TRANSFER FROM UDAWALAWE TO SINHARAJA RAIN FOREST
We had two pieces of excitement today, one at the beginning and one right at the end, there was not much ‘action’ in between. There was no planned birding trip before breakfast so the group had a lie-in until breakfast at 7:30am except for some who ventured onto the roof terrace around 6:30am.
Most of the group at Magpie Lodge having lunch
The view from the terrace was considerable you could see the distant mountains beyond Lake Udawalawe to the west and forest, agricultural farmland and open fields all around us. The gardens below attracted lots of morning birds. We quickly notched up a couple of trip ‘ticks’ in the shape of White Wagtail and the beautiful Jerdon’s Leafbird. Also around was Scarlet Minivet, Yellow-fronted Barbet, Purple-rumped Sunbird, Black Bulbul and several others. The excitement began when Dave and Vanda found an odd-looking bird, they called me over and we decided that it was a thrush, but which one? Even Saman could not decide, he thought initially that it was a juvenile Eye-browed Thrush but we were more inclined to see it as an immature Common Rock Thrush (although the head shape and bill length didn’t look quite right), which if confirmed, is a major rarity and possible 1st for Sri Lanka.
The contentious Thrush
The discussion continued over a delicious breakfast and throughout our transfer journey, watch this space. We did make a stop at the marsh just 200 meters from the hotel where around 20 species were on show, however, our search for Citrine Wagtail went unrewarded. Six species were found in one tiny pool of water: Great, Little & Intermediate Egrets, Black-headed Ibis, Painted Stork and Eurasian Spoonbill.

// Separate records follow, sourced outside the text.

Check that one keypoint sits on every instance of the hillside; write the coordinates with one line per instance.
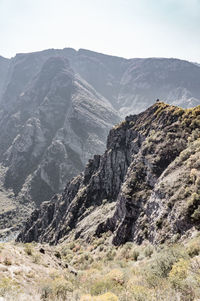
(57, 107)
(145, 187)
(99, 271)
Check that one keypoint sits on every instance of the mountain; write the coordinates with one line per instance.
(144, 187)
(57, 107)
(4, 66)
(48, 132)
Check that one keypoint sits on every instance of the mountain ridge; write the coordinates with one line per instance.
(135, 189)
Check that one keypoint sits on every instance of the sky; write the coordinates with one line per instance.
(126, 28)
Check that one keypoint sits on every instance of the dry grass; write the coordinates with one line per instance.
(100, 272)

Although the transfer was a short distance it took a long time because the long and winding road into the mountains was very narrow. We stopped to watch a few species along the way; White-rumped Munia, Indian Black Eagle, Black-winged Kite and both Crested Hawk Eagle and Crested Serpent Eagle were seen. Our arrival at the Magpie Lodge was around 1pm just in time for lunch, perfect timing.
Our rooms were a far cry from luxurious but sufficient for our use, air conditioned, hot water and clean linen. All 8 rooms had access to a terrace that overlooked a feeding station, stacked with fruit it attracted; Black Bulbul, Red-vented Bulbul, Yellow-billed Babbler, Brown-headed & Yellow-fronted Barbets, Emerald Dove, lots of Palm Squirrels and a Land Monitor.

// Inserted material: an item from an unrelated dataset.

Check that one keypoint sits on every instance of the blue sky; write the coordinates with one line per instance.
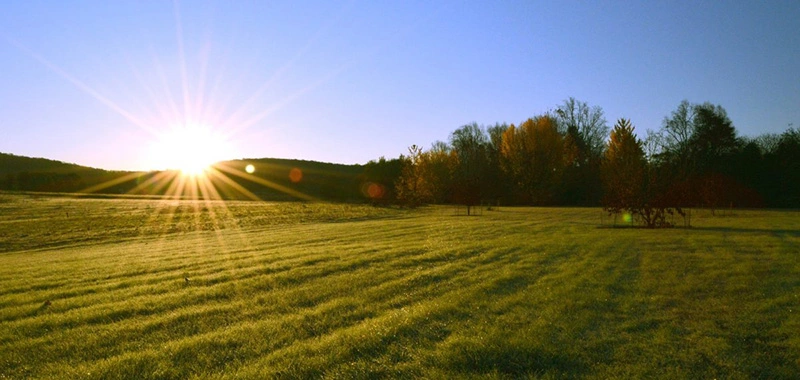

Our afternoon birding excursion was along a nearby track, we took the bus to the beginning of the track and walked from there. It was very hot and humid, we found it very hard going. Not many birds showed up, a flock of Orange-billed Babblers, several Legg’s Flowerpeckers, a couple of Velvet Nuthatches, Small Minivets, Oriental White-eye and we added another new species to our list, the Large-billed Leaf Warbler.
Purtple-faced Leaf Monkey
It was just before 6pm when the last bit of excitement happened, we were sitting outside of our rooms drinking a cold beer when Saman came rushing out shouting Cuckoo. He had heard a Banded Bay Cuckoo and sure as eggs is eggs the bird flew into a dead tree and called again, we had excellent scope views of the bird before it flew off.
Dinner was served at 7:30pm and the bird-log was called an hour later. We now have 27 endemics in the bag with 6 more to find. Sinharaja Rain Forest plays host to all the endemics, we shall be visiting the forest during the next couple of days.